Sebagai jalan menuju surga, puasaku tak boleh biasa-biasa saja. Ia harus penuh makna dan bernilai di sisi Allah. Aku tak ingin puasaku hanya sebatas menahan lapar dan dahaga. Aku ingin menjadikannya sebagai madrasah jiwa, sarana untuk menggapai derajat takwa dan rida-Nya.

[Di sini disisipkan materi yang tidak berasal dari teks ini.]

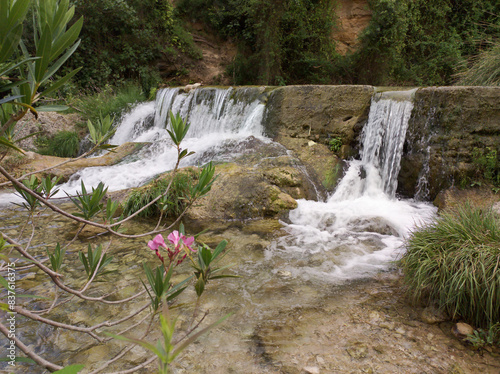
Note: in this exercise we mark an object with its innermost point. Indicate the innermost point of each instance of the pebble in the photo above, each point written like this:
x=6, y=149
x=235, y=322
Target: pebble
x=311, y=369
x=357, y=350
x=461, y=330
x=431, y=315
x=387, y=325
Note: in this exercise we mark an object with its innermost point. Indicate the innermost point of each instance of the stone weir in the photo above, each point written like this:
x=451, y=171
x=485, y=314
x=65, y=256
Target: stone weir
x=447, y=127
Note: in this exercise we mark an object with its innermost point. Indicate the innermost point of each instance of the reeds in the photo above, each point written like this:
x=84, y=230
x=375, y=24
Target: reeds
x=455, y=262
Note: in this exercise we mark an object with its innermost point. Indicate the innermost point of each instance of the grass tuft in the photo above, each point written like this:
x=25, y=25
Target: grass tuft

Agar puasaku berkualitas, harus ada amal saleh yang mengiringinya. Aku ingin menyibukkan diri dengan tilawah Al-Qur’an yang bukan hanya dibaca, tapi juga direnungkan maknanya. Aku ingin meluangkan waktu untuk belajar ilmu agama, agar keimananku makin kokoh dan jalanku makin terang. Aku ingin memperbanyak sedekah, bukan menunggu kaya, tapi karena aku tahu, sedekah adalah bukti cinta dan bentuk syukur kepada Allah Yang Maha Pemurah.

Namun, yang tak kalah penting dari semua itu adalah konsisten setelah Ramadan berakhir. Aku tak ingin menjadi hamba musiman, yang hanya taat saat berpuasa, lalu kembali lalai ketika hari-hari biasa datang. Istikamah  adalah syarat diterimanya amal, dan puasa terutama di bulan Ramadan yang  seharusnya meninggalkan bekas dalam setiap langkah kehidupan setelahnya. Untuk itu jadikan puasa sebagai awal menuju perubahan, bukan akhir dari perjalanan menuju takwa. Semoga pintu Ar-Rayyan terbuka kalau kita ikhlas berpuasa karena Allah semata. Amin. [ry].